André Previn has died at the age of 89
Thursday, February 28, 2019
One of the most ‘complete’ musicians of our time – composer, conductor, pianist, jazz musician – has died at the age of 89. The recipient of Gramophone’s Lifetime Achievement Award in 2008, Previn’s contribution to music was immense.
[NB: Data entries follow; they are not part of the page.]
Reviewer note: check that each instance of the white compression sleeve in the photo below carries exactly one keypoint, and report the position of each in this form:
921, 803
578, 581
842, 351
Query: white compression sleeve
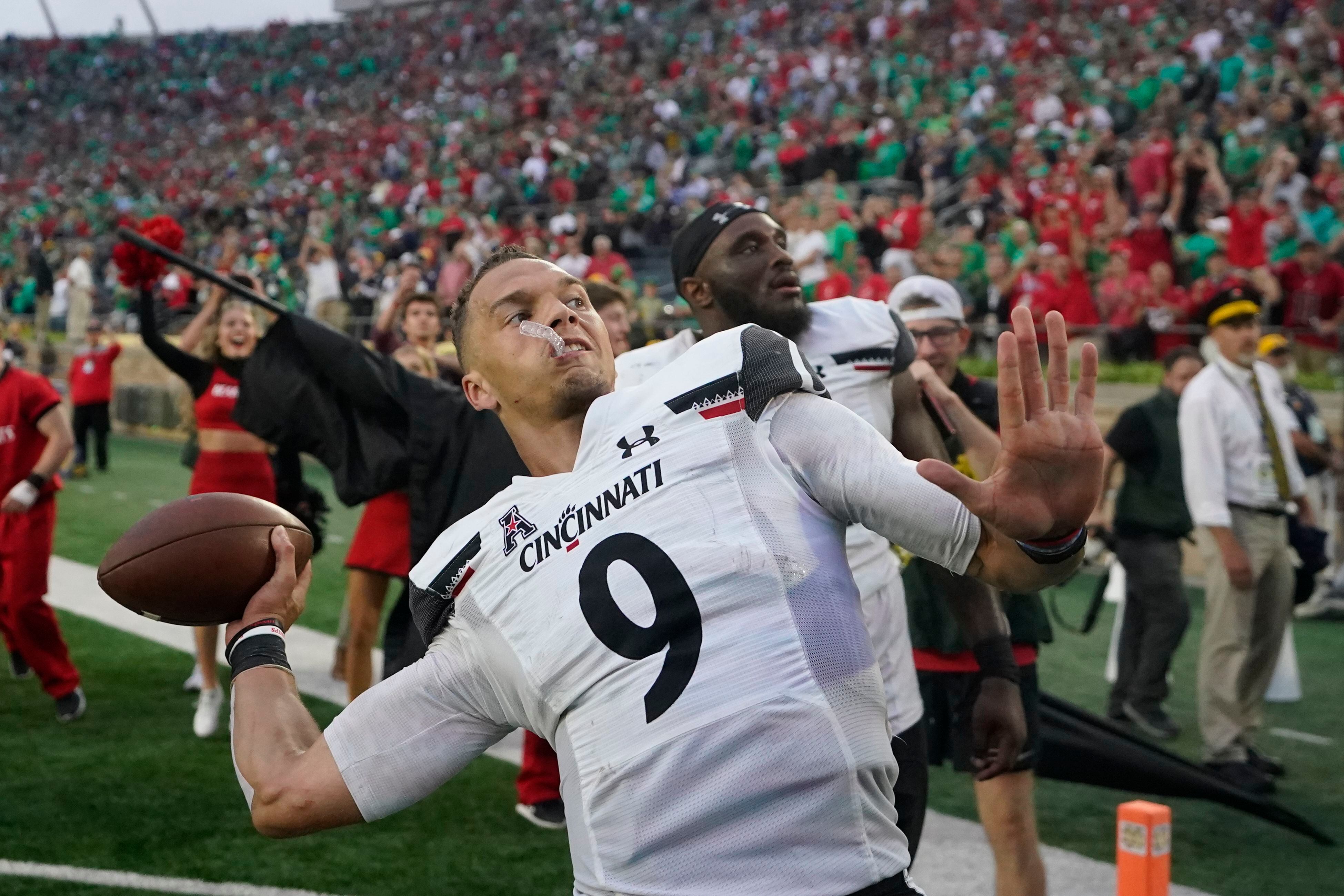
400, 741
861, 477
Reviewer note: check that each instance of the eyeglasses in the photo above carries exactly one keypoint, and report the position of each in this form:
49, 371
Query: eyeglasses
940, 336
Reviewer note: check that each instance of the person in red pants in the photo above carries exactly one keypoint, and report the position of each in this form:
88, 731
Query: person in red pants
34, 441
540, 785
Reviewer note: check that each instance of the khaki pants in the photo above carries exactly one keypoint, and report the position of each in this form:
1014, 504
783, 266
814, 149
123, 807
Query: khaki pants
1242, 635
81, 308
335, 312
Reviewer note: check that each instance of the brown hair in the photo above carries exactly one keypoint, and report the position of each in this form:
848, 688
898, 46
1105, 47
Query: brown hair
209, 347
458, 320
424, 298
603, 295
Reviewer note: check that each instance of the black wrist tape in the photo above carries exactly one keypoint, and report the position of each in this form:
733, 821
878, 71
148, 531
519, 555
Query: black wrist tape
257, 645
995, 657
261, 651
1055, 551
269, 621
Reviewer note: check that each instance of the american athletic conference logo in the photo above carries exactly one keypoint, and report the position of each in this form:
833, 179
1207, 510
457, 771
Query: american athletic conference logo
515, 527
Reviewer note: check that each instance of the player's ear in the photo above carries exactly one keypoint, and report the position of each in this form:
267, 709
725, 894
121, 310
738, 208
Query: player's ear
697, 293
479, 393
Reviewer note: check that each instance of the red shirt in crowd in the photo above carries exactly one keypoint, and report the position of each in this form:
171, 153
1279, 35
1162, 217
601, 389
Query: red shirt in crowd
25, 400
906, 223
604, 265
835, 286
1310, 299
1121, 300
1173, 307
874, 289
1206, 288
1246, 240
1072, 299
1092, 210
1148, 246
91, 374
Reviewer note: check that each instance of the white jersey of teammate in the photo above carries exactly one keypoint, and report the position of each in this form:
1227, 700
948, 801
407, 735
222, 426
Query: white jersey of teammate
676, 617
855, 347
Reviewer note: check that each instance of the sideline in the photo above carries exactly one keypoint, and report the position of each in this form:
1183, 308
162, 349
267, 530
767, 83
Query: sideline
955, 857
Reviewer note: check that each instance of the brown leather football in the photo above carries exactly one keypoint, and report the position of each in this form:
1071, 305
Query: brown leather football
199, 561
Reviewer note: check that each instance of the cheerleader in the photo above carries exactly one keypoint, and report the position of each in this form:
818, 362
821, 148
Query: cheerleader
380, 553
230, 459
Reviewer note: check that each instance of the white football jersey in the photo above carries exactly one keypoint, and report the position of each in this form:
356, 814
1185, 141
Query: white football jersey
855, 346
676, 617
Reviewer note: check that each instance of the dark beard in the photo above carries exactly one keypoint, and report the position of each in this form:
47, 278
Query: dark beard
744, 308
579, 394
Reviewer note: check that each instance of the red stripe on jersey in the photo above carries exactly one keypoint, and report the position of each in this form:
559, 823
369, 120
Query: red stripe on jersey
724, 410
461, 584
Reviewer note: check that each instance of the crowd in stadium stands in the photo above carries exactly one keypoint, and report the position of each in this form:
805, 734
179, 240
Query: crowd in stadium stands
1116, 162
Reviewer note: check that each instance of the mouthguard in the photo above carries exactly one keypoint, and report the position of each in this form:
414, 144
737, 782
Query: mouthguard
542, 331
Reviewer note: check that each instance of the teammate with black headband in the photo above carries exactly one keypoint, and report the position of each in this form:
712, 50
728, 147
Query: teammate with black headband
732, 268
732, 737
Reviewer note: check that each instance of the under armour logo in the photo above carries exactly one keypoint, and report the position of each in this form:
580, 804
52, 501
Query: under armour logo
628, 448
515, 527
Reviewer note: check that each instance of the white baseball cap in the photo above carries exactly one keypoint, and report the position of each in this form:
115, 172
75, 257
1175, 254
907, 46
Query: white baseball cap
921, 286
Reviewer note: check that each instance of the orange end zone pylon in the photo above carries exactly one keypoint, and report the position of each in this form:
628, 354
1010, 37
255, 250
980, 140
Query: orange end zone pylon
1143, 849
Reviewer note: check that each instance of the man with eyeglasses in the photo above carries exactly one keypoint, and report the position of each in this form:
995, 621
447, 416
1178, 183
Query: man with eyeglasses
967, 412
1242, 483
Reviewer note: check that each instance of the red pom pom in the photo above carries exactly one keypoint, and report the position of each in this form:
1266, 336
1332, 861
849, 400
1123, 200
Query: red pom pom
143, 269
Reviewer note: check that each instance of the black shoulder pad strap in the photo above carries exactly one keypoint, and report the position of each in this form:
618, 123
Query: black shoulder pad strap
432, 606
771, 367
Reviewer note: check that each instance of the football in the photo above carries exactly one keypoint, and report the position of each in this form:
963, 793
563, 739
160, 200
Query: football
197, 562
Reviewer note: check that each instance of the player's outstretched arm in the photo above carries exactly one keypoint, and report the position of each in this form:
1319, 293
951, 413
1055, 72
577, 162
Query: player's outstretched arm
1047, 477
284, 765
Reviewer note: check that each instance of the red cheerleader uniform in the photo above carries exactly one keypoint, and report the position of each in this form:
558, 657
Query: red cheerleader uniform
238, 472
215, 391
382, 539
27, 624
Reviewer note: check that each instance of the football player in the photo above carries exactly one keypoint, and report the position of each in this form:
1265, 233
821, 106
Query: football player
667, 601
730, 264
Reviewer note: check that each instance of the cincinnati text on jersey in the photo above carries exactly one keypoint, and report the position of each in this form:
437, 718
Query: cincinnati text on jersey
577, 520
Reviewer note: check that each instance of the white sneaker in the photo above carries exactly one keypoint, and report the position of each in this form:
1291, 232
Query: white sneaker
208, 713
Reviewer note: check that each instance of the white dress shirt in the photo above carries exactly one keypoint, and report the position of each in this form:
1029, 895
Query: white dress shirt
1225, 457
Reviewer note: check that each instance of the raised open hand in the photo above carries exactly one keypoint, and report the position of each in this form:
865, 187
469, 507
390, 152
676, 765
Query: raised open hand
1047, 476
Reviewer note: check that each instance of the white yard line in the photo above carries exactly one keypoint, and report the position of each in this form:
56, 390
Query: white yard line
1290, 734
955, 857
74, 587
152, 883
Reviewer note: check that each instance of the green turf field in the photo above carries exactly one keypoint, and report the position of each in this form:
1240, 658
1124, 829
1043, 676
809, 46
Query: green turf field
130, 788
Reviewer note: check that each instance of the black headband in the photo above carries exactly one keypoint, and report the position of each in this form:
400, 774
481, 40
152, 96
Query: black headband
693, 241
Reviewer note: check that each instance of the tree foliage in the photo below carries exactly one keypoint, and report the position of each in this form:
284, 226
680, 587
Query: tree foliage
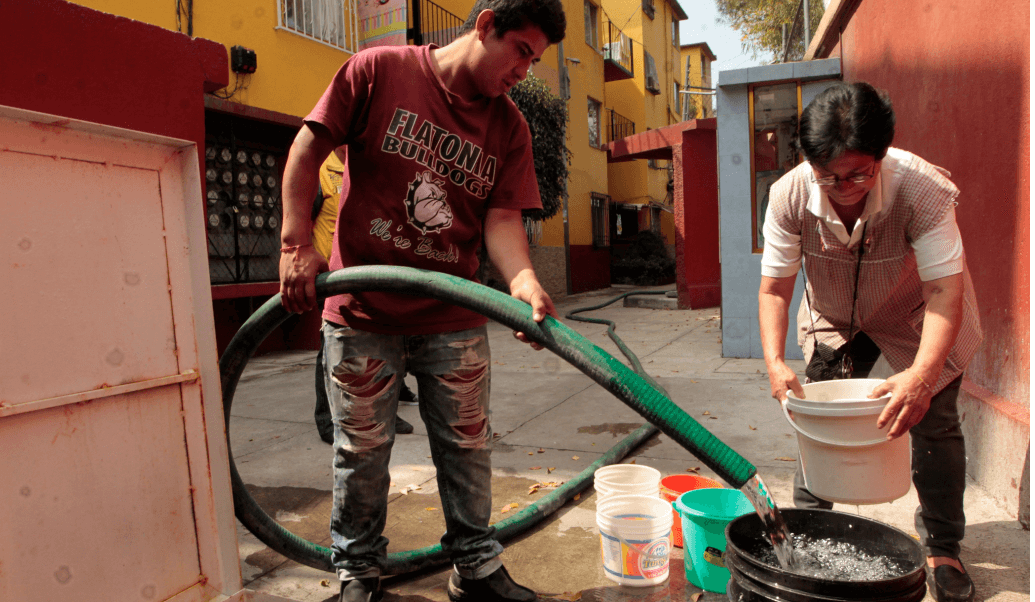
548, 117
760, 25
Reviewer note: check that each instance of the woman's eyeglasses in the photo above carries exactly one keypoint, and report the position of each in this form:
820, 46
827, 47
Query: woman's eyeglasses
834, 180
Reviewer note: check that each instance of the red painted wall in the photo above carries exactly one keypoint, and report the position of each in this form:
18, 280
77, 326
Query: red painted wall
68, 60
696, 183
959, 83
590, 268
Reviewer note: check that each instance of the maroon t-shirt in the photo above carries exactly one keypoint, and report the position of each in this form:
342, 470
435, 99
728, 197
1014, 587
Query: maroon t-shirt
423, 167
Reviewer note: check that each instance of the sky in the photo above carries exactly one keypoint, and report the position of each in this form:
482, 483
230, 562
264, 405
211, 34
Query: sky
725, 42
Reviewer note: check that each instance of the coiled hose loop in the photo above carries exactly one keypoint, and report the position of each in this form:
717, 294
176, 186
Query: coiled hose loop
593, 361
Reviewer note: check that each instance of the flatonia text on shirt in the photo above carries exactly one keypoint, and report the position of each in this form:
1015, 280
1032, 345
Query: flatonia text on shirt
462, 161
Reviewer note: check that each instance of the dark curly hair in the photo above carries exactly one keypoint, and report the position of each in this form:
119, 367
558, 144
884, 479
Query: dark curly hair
847, 117
513, 14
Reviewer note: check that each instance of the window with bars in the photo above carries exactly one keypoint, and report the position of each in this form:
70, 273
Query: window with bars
600, 207
650, 74
329, 22
593, 108
648, 6
592, 20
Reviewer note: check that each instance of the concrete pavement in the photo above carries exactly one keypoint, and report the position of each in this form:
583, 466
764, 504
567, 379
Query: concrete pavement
551, 416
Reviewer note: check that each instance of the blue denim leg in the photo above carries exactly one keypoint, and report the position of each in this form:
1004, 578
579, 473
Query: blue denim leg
364, 374
452, 371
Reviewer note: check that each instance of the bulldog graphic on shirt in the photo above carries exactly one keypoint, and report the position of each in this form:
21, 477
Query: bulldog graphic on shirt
425, 204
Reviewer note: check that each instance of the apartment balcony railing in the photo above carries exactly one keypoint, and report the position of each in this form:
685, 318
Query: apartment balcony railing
618, 126
434, 24
617, 55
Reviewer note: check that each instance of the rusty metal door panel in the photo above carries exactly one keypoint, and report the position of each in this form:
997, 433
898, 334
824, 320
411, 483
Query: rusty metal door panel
115, 480
101, 497
91, 276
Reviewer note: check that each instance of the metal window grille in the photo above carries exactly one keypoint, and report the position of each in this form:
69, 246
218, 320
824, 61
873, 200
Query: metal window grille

Here, reprinted from the March 2017 issue of Gramophone, David Gutman pays tribute to the German-born American polymath whose career has embraced the lowbrow, the highbrow and everything in between
Nonchalant collegiality has cloaked André Previn’s incredible breadth of talent. ‘Pierre Monteux used to say to me that it is very simple, in a position of authority, to make an orchestra play,’ said Previn, recalling his mentor’s advice, ‘but much harder to make them want to play. I have never forgotten that.’ Still, the case for the prosecution is easily made. Previn as cultural communicator has been no revolutionary. Nor was he a podium wizard like Carlos Kleiber, his own, inelegant stick technique applied to an infinitely wider if essentially peripheral repertoire. Or so it was said. He was a dazzlingly quick learner whose musical approach – never histrionic, aware (surely) that what is left unsaid often touches us the most – could be traduced as glossy or half-hearted. Rejecting specialisation can mean spreading oneself too thin, though few now question the acclaim accorded to Leonard Bernstein. Snubbing both modernism and period practice proved unfashionable too. And for this self-deprecating showman, prolonging a silence at the end of a work or milking applause has always been anathema.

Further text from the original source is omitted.